Várias vezes ouvimos dizer que as pessoas deslocadas não trazem nada com elas a não ser a “roupa que tem vestida”. Esta afirmação não é totalmente verdadeira. Se o nosso olhar se focar ao nível da Saúde Mental, estas pessoas carregam com elas “malas” pesadíssimas de vivencias potencialmente traumáticas, de histórias sentidas na primeira pessoa, histórias que não deviam ser imaginadas quanto mais vividas.


Digo vivências potencialmente traumáticas, porque nem todas as pessoas são afetadas da mesma maneira. Muitas pessoas conseguem experienciar os eventos difíceis de maneira saudável e produtiva. No entanto, para tantas outras a exposição aos eventos traumáticos tem efeitos mais profundos, duradouros no seu dia a dia.

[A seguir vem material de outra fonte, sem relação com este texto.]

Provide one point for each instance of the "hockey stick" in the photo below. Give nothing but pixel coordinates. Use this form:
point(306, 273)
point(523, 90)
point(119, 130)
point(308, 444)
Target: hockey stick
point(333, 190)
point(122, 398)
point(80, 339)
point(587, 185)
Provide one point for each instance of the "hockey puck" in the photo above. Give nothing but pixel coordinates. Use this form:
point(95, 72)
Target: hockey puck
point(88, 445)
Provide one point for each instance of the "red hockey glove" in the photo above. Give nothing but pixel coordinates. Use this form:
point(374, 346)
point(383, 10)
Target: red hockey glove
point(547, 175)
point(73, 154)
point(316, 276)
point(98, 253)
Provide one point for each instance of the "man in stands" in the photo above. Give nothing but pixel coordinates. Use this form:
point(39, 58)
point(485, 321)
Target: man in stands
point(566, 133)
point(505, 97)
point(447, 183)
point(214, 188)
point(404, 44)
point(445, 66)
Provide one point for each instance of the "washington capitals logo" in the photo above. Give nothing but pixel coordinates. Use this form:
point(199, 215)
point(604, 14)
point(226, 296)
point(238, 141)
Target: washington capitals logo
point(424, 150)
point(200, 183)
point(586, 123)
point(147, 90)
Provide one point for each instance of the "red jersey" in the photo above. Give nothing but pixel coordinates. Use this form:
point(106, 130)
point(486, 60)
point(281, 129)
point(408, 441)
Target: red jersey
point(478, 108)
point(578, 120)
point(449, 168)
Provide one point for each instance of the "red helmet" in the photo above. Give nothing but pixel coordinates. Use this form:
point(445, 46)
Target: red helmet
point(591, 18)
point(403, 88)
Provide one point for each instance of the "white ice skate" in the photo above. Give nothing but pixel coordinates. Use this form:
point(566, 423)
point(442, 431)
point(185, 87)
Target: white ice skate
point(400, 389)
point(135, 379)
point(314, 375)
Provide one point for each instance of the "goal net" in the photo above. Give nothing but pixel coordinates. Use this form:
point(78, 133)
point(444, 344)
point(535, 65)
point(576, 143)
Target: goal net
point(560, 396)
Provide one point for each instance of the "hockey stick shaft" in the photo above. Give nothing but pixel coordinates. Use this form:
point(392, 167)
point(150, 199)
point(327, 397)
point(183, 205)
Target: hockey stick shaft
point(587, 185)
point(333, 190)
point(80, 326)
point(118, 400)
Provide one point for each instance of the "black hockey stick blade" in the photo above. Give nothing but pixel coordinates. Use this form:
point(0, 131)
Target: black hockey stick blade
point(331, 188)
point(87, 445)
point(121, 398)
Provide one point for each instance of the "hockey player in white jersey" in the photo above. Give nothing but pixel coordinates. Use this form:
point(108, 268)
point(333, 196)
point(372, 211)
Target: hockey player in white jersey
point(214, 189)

Independentemente de circunstâncias protetoras ou do risco do sofrimento psicológico, existem eventos críticos que pelas suas características, são mais complexos do que outros. Os ataques armados estão dentro desta categoria.


Estamos perante um evento de enorme violência a vários níveis: 


  • A segurança das pessoas é colocada em causa;

  • Existência de perdas tanto humanas como materiais;

  • Pessoas desaparecidas/ raptadas em que as famílias não conseguem elaborar o luto;

  • Crianças separadas das famílias;

  • Crianças sem acesso à escola;

  • Apesar de estarem no mesmo país, estão em comunidades que não conhecem, com uma língua diferente da delas e com uma cultura e hábitos diferentes;

  • Perda da rede de apoio social.


Para agravar ainda mais esta situação, os ataques armados têm um início, mas não têm um fim. Este aspeto, ao nível da saúde mental tem um impacto muito grande, porque retira a esperança de tempos melhores. A esperança é fundamental para a diminuição do sofrimento psicológico.


Quando me sentava - na terra vermelha - com as pessoas para ouvir os seus testemunhos, diziam que estavam constantemente em alerta, vigilantes e que ainda não se sentiam completamente seguras. Conseguiam controlar os pensamentos mais intrusivos, mas quando iam dormir não controlavam os pesadelos que ainda os prendiam ao passado. Ouvi algumas “mamas” (termo utilizado em Moçambique para mãe) a dizer que os filhos acordavam à noite a chorar e que quando estavam a brincar e, porque ouviam algum barulho que associavam aos ataques, desatavam a correr para junto dos adultos.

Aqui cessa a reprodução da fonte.